This is the hands-on segment of the multi-omics analysis tutorial. The data analyzed below are described in Lloyd-Price et al Nature Microbiology, 2019. Please visit the Setup page for some initial steps to complete prior to the tutorial.
What is the overall landscape of our dataset?
Typically, you would start the analysis of a new dataset (after data cleaning and QC) with some initial descriptive analyses to summarize the overall trends in the data across all features (taxa/genes/metabolites). The tools most commonly used for this task are similar to those you’ve already seen in Jordan’s previous session on 16S rRNA sequencing: dimensional reduction and ordination (PCA/PCoA/NMDS), visualization of feature abundances across samples (heatmaps, line plots, etc.), and statistical modeling to assess which features are differentially abundant between experimental groups. In the interest of time, we won’t work through these analyses together, but you can ordination plots based on microbiome taxa (PCoA, Bray-Curtis dissimilarity) and metabolite features (PCA) below. Some additional questions and suggestions for performing these analyses are included at the end of the document if you want to continue to explore this dataset.
library(tidyverse)
library(tidymodels)
library(vegan)
library(ape)
## Import metadata
metadata_cinc <- read_tsv("data/subject_metadata_Cincinnati.tsv") %>% filter(data_type == "metabolomics") %>% mutate(diagnosis = factor(diagnosis, levels = c("nonIBD", "UC", "CD")))
metadata_mgh <- read_tsv("data/subject_metadata_MGH.tsv") %>% filter(data_type == "metabolomics") %>% mutate(diagnosis = factor(diagnosis, levels = c("nonIBD", "UC", "CD")))
## Import metabolite data
metabolites_cinc <- read_tsv("data/metabolite_profile_Cincinnati.tsv") %>%
rename_with( ~ gsub("_\\(.*", "", gsub(" |\\/", "_", .x))) %>%
pivot_longer(names_to = "SampleID", cols = contains("HSM")) %>%
left_join(select(metadata_cinc, SampleID, SubjectID, diagnosis), by = "SampleID") %>%
mutate(value_zeros = ifelse(is.na(value), 0, value))

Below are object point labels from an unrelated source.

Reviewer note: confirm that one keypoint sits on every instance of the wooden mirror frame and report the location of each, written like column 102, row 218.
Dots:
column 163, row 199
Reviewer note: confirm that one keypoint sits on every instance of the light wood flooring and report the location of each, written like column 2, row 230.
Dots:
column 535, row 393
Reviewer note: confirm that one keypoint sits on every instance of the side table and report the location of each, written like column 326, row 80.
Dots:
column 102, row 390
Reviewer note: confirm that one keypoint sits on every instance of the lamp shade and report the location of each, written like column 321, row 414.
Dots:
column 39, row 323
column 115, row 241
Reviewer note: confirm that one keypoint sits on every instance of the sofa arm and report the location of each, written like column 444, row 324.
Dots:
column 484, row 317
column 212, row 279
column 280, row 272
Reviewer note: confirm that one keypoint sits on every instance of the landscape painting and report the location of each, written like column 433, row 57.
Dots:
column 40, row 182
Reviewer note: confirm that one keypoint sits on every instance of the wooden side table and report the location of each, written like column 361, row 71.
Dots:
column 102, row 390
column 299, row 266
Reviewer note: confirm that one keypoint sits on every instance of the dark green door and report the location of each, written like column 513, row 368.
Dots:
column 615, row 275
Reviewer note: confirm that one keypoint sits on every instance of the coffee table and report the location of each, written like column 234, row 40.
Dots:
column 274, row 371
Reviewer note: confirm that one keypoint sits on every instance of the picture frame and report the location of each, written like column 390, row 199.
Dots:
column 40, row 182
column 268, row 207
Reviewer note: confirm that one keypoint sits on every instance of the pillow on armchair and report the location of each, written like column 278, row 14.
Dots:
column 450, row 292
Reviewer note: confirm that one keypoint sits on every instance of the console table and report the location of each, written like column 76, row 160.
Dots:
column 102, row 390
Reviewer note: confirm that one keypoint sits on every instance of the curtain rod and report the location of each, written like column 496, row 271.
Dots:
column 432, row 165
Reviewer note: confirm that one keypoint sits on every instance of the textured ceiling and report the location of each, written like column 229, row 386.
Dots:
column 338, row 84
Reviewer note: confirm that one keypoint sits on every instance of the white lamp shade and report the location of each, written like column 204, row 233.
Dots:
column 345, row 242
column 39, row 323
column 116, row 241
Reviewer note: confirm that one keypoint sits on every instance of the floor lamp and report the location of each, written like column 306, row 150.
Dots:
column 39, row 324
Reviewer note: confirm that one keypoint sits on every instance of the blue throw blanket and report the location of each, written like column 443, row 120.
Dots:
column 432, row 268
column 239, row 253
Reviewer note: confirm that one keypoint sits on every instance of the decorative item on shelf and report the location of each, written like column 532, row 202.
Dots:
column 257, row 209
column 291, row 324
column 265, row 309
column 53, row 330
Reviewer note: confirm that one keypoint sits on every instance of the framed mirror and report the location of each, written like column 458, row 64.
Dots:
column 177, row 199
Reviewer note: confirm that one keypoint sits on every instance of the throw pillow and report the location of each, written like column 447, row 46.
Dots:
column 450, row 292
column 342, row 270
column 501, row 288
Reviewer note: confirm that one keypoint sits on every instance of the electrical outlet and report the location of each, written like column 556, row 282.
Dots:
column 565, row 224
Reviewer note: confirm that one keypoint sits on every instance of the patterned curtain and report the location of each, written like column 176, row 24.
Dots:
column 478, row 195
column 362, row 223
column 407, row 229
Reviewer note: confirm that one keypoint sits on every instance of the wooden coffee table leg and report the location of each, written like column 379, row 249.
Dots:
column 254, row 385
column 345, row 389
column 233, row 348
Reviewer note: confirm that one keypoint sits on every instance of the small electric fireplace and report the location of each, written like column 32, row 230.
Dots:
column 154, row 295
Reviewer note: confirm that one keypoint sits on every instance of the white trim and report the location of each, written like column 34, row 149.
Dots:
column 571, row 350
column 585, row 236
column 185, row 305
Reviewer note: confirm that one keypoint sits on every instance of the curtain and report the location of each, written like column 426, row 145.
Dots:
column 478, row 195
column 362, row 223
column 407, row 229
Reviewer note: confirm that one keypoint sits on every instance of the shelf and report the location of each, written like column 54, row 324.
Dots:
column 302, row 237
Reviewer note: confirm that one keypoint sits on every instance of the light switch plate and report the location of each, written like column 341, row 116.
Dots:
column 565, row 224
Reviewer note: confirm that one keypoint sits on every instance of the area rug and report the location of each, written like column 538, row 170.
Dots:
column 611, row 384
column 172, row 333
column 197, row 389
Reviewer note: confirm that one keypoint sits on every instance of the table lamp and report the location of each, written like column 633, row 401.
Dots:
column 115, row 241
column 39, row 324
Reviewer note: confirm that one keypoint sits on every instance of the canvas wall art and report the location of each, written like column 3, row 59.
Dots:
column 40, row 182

metabolites_mgh <- read_tsv("data/metabolite_profile_MGH.tsv") %>%
rename_with( ~ gsub("_\\(.*", "", gsub(" |\\/", "_", .x))) %>%
pivot_longer(names_to = "SampleID", cols = contains("MSM")) %>%
left_join(select(metadata_mgh, SampleID, SubjectID, diagnosis), by = "SampleID") %>%
mutate(value_zeros = ifelse(is.na(value), 0, value))

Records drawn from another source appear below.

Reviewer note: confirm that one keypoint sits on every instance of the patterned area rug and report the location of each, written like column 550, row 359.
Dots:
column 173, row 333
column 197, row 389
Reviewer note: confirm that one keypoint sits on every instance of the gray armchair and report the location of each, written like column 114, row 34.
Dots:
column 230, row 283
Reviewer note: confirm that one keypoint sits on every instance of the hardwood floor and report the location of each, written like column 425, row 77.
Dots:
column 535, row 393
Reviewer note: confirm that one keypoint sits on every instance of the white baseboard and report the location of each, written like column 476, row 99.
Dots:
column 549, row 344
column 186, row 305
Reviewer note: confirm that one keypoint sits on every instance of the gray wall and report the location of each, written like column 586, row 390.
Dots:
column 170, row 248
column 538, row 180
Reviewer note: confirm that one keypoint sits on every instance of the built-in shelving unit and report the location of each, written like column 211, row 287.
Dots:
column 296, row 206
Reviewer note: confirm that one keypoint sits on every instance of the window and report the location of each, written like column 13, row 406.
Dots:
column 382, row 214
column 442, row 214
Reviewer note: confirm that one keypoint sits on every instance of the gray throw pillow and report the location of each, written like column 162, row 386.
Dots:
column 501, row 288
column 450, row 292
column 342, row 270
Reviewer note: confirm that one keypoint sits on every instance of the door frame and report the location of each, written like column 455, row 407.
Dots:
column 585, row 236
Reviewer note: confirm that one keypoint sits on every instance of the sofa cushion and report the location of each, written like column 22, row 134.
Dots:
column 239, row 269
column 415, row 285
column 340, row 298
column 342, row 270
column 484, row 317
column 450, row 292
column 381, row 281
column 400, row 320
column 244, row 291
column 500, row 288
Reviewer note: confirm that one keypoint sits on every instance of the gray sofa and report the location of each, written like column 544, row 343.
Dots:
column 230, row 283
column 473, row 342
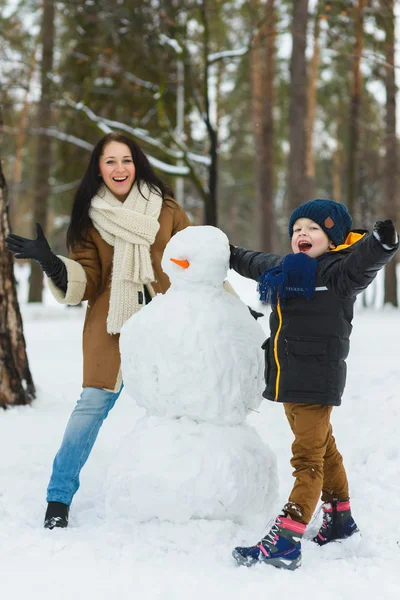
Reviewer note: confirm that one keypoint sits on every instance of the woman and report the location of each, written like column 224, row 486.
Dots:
column 122, row 218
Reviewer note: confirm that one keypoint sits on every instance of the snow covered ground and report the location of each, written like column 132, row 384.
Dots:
column 99, row 557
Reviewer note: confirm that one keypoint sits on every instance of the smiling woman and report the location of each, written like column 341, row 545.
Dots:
column 122, row 218
column 117, row 169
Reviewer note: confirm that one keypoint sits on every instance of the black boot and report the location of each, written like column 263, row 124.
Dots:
column 337, row 524
column 56, row 515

metabolites_all <- rbind(mutate(metabolites_cinc, study_site = "Cincinnati"), mutate(metabolites_mgh, study_site = "MGH"))
## Filter features present in fewer than 5 samples and log-transform values
bad_feats <- metabolites_all %>% group_by(Compound) %>%
summarize(numVar = length(unique(value_zeros))) %>%
filter(numVar < 5) %>% pull(Compound)
metabolites_all <- filter(metabolites_all, !Compound %in% bad_feats) %>% mutate(logValueZeros = log10(value_zeros+1))
#Format for PCA, calculate PCA, plot
met_pr <- pivot_wider(metabolites_all, names_from = Compound, values_from = logValueZeros, id_cols= c(SampleID, study_site, diagnosis), values_fill = 0)
met_pca <- met_pr %>% column_to_rownames(var = "SampleID") %>% select(-study_site, -diagnosis) %>% as.matrix() %>% prcomp()
met_summary <- as_tibble(met_pca$x, rownames = NA) %>% rownames_to_column(var = "SampleID") %>% select(SampleID, PC1, PC2, PC3, PC4) %>% left_join(distinct(select(metabolites_all, SampleID, diagnosis, study_site)))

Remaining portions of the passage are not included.